Republican Sen. Pat Toomey told reporters in a conference call Monday that Adegbile is an “extremist, radical” Abu-Jamal defender.

The Daily Caller reported Dec. 29 that Debo Adegbile, who awaits Senate confirmation to become assistant attorney general for civil rights in Eric Holder’s DOJ, represented Abu-Jamal during his tenure as acting president and director-counsel of the NAACP Legal Defense Fund (LDF), which he left in 2013 to join the Senate Judiciary Committee.

Adegbile comes up for a Senate confirmation vote Wednesday. He can be confirmed with 51 votes in the Democratic-controlled Senate, where his nomination passed the Senate Judiciary Committee with a party-line 10-8 vote.

Many police organizations — including the Fraternal Order of Police, as well as the widow of Abu-Jamal’s victim — have spoken out against Adegbile’s nomination.

Abu-Jamal, a former member of the Black Panther Party, was convicted for the December 1981 murder of Philadelphia police officer Daniel Faulkner, stemming from a shootout that resulted after Abu-Jamal approached Faulkner, who had pulled over Abu-Jamal’s younger brother at a traffic stop.

In addition to his membership in the Black Panther Party, Abu-Jamal was loosely associated with the Philadelphia-based separatist organization MOVE. While supporters describe him as a journalist, Abu-Jamal was driving a taxi at the time he murdered Faulkner. He has since become an iconic figure in the left-wing media and activist circles.

Adegbile also spoke alongside Holder, who read remarks from President and First Lady Obama, at a 2012 event at which an LDF attorney read a statement from Abu-Jamal.

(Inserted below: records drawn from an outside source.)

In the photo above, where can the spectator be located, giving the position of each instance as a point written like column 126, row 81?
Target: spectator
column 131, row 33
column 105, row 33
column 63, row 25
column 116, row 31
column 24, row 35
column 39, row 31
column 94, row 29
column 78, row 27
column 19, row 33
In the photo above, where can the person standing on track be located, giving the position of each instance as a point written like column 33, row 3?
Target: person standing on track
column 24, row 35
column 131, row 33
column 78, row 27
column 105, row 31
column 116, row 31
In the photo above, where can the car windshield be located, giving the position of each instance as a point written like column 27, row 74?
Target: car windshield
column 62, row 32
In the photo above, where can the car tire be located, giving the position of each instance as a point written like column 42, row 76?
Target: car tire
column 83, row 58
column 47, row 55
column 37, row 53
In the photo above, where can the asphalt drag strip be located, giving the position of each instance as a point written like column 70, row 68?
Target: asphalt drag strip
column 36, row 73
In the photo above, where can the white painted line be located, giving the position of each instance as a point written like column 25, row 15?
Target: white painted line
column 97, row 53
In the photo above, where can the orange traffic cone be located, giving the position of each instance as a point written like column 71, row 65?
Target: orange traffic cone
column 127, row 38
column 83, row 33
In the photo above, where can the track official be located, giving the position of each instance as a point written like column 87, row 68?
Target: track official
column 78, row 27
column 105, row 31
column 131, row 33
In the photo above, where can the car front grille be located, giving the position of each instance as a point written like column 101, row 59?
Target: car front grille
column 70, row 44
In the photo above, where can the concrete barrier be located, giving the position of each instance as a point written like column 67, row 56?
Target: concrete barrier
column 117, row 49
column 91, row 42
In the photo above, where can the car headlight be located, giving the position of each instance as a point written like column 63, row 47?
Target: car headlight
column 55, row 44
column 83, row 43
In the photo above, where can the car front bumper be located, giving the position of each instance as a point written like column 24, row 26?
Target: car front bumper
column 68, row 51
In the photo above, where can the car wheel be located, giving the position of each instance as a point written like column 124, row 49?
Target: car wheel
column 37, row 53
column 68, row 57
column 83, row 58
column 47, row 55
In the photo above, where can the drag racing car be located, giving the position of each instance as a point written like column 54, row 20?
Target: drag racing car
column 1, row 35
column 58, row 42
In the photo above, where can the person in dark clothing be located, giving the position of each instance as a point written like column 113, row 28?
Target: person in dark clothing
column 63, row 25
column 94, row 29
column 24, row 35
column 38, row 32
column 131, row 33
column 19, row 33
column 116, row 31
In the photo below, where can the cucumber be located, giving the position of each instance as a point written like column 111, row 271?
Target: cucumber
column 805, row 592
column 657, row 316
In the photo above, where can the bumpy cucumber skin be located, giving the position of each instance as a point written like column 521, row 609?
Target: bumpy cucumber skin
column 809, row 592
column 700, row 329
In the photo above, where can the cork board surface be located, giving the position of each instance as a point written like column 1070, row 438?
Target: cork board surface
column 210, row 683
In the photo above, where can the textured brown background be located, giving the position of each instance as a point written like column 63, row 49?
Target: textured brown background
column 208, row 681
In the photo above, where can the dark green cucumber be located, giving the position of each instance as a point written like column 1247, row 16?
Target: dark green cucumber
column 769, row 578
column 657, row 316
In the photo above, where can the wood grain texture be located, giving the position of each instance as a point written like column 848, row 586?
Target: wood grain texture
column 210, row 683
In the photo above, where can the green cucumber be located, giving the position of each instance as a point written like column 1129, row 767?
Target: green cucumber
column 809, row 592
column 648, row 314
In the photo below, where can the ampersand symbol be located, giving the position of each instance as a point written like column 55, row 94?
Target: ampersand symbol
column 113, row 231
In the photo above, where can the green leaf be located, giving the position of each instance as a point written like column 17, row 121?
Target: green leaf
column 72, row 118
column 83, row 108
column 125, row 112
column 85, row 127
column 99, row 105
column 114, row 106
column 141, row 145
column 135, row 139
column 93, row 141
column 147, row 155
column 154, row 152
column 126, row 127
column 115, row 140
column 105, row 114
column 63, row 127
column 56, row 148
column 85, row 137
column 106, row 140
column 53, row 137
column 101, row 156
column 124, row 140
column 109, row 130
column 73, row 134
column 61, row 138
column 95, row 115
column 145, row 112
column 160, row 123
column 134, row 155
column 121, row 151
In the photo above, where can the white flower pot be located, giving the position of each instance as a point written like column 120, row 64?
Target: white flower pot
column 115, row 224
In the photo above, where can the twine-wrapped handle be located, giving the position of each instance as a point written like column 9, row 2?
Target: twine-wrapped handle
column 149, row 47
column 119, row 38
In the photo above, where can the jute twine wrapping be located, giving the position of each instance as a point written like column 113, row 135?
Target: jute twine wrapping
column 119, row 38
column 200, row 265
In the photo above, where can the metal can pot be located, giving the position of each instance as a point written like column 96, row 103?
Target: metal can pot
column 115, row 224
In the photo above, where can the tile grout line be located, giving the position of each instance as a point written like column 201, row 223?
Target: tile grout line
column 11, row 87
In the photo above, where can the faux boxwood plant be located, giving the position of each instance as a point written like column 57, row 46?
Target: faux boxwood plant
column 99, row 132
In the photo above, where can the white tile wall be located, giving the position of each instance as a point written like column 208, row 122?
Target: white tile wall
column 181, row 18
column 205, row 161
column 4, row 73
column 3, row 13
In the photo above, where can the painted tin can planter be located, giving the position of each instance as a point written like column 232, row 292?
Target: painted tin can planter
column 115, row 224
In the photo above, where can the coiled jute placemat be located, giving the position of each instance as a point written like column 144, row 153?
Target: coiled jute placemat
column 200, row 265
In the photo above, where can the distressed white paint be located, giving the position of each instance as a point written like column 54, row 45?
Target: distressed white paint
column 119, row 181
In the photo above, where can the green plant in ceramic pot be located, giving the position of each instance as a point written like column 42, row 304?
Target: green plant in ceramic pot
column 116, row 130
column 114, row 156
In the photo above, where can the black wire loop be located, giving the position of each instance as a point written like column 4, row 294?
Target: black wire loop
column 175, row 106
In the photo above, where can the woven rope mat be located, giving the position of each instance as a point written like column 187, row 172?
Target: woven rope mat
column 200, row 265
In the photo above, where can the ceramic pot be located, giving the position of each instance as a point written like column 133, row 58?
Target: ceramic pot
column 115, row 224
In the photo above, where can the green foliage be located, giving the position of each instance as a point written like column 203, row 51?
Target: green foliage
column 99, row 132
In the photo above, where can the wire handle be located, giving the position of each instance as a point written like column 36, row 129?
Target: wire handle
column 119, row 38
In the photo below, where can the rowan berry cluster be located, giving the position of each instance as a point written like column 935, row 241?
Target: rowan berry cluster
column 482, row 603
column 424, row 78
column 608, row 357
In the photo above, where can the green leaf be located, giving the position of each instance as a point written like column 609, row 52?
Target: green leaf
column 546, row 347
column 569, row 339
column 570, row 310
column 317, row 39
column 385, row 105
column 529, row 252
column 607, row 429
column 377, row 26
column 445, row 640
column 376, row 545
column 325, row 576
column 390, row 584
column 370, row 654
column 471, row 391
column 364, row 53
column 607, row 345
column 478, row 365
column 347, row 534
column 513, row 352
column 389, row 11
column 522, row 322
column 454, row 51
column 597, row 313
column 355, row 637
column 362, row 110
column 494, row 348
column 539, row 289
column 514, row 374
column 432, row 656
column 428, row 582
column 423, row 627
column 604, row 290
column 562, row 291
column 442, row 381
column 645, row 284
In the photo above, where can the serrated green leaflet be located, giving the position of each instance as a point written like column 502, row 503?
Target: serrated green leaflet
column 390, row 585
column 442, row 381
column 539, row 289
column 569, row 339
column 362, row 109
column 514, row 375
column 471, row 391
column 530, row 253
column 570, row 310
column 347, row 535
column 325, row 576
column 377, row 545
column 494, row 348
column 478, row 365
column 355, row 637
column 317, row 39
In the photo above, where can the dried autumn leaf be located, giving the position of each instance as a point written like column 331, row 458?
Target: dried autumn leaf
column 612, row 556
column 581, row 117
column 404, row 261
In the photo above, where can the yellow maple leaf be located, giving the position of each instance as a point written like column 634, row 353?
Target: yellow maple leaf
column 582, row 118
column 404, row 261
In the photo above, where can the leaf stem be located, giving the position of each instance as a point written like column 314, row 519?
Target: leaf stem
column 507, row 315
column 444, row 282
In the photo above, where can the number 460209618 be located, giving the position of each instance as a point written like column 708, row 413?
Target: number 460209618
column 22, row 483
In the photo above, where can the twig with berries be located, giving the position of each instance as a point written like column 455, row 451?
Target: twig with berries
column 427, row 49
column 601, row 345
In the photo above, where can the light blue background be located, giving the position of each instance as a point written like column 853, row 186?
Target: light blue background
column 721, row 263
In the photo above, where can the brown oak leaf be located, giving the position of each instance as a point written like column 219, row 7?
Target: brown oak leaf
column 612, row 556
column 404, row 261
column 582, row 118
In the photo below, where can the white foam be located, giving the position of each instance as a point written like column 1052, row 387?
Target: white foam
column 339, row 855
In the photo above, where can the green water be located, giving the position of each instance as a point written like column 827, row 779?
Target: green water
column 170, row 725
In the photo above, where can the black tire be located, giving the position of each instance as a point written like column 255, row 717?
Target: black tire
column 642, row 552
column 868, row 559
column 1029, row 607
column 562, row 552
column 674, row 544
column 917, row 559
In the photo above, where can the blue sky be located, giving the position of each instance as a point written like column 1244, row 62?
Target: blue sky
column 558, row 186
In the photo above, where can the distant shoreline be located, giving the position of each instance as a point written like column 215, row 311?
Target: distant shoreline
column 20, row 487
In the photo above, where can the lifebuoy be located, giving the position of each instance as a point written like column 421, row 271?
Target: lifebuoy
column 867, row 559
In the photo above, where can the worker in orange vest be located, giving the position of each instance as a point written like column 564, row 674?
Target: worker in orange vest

“Mumia Abu-Jamal’s conviction and death sentence are relics of a time and place that was notorious for police abuse and racial discrimination. Unless and until courts acknowledge and correct these historic injustices, death sentences like Mr. Abu-Jamal’s will invite continued skepticism of the criminal justice system by the African-American community” said former LDF president John Payton, under whom Adegbile served as director of litigation when LDF took on Abu-Jamal’s case.